- Sire: Invincible Spirit
- Grandsire: Green Desert
- Dam: Always Friendly
- Damsire: High Line
- Sex: Gelding
- Foaled: 23 March 2005
- Country: Ireland
- Colour: Bay
- Breeder: Saad bin Mishrif
- Owner: David Fish and Edward Ware
- Trainer: Michael Bell
- Record: 39:8-5-5
- Earnings: £292,882

Major wins
- Prix d'Hédouville (2010, 2012) Grand Prix de Chantilly (2010)

= Allied Powers (horse) =

Irish-bred Thoroughbred racehorse

Allied Powers is a retired Irish horse trained by Michael Bell and owned by David Fish and Edward Ware. He is the winner of Group Three Prix D'Hedouville at Longchamp and Group Two Grand Prix de Chantilly at Chantilly. Allied Powers was bred in Ireland and is a son of Invincible Spirit (dam: Always Friendly).

Allied Powers won his first race in April 2008 at Pontefract Racecourse. He won the race, a 12-furlong handicap over heavy ground, with ease and followed it up with two more wins in as many races. The first, a handicap also 12 furlongs at Chester Racecourse, saw him beat second-place Patkai by two and a half lengths. His third consecutive victory came in an 11-furlong handicap at Newbury Racecourse. These three wins saw Allied Powers' handicap rating increase from 68 to 82 in less than a month. His next victory came four races later, when he won the Kilkerran Cup at Ayr Racecourse in Scotland at a mile and a quarter over heavy going.

May 2009 saw Allied Powers win a Listed race in his first attempt. Ridden by Micky Fenton (who also rode him to victory at Ayr), Allied Powers won the Braveheart Stakes, comfortably beating Lady Jane Digby by four and a half lengths. This impressive win in Listed company saw Allied Powers take a step up to Group races.

In July, Allied Powers ran in his first Group 2 race off a rating of 106 in the York Stakes. The 10 1/2-furlong race was run on good ground and Allied Powers, this time ridden by Paul Hanagan, finished second to Godolphin-owned Kirklees. His four-year-old season ended with a trip to Toronto for the Canadian International Stakes, a Grade 1 event run at Woodbine Racetrack.
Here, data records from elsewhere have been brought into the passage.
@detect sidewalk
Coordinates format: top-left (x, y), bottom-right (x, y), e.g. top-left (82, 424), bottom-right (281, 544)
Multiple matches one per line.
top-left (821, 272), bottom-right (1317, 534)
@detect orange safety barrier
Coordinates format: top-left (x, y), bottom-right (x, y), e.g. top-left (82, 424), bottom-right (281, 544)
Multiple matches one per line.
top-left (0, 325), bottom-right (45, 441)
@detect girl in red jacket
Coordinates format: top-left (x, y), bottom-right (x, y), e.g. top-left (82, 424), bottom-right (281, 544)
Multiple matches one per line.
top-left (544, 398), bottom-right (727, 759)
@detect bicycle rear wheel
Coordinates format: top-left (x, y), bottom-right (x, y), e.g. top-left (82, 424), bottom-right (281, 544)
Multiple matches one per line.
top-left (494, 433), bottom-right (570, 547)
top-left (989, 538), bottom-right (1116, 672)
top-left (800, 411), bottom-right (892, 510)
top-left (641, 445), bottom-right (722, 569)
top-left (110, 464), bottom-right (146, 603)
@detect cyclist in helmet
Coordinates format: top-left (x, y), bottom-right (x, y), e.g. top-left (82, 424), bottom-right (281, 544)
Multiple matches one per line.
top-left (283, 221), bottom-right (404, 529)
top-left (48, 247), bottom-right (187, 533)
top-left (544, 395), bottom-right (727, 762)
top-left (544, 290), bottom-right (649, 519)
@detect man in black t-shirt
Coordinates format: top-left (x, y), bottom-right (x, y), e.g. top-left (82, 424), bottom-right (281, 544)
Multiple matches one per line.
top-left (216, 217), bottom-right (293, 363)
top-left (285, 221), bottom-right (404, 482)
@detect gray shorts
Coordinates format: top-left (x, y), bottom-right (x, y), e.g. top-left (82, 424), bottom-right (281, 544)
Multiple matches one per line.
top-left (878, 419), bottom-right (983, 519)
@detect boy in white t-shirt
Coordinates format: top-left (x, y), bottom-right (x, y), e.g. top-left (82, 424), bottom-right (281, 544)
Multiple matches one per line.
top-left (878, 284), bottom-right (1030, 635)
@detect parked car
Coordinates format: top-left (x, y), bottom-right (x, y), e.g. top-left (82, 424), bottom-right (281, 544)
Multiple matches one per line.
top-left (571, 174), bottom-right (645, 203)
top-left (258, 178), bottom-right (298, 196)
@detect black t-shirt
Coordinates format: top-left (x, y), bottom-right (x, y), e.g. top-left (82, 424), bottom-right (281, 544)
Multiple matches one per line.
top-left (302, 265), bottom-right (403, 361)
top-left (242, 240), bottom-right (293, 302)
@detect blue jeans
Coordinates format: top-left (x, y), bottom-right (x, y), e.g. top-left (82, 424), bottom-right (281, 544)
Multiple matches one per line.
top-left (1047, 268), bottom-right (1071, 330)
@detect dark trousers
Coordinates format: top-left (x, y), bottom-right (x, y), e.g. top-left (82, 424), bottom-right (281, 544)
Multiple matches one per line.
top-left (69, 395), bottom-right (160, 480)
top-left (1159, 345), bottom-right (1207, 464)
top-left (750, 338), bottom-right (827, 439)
Ridden by Jim Crowley, Allied Powers only managed to finish seventh, probably due to the fast going which was unfavourable for him.

With a rating of 111, Allied Powers began his five-year-old campaign in 2010 with the Group 3 John Porter Stakes at Newbury Racecourse. He finished twelfth in a race won by Harbinger, who would go on to win the King George VI and Queen Elizabeth Stakes by 11 lengths. In May, Allied Powers headed to Paris and won the Prix D'Hedouville, a Group 3 race at Longchamp Racecourse, under French champion jockey Ioritz Mendizabal. A month later Allied Powers returned to France to easily win the Group 2 Grand Prix de Chantilly, ridden again by Mendizabal. Following success in Group 3 and Group 2 races, Allied Powers' next engagement was a Group 1 race in Hamburg. Once again, the ground proved to be a problem for Allied Powers as he finished fifth a length and a half behind the winner, Campanologist, a fast-track specialist.

With a rating of 114 as of September 2010, Allied Powers was scheduled to compete in the Grosser Preis von Baden, a Group 1 race in Baden-Baden, Germany.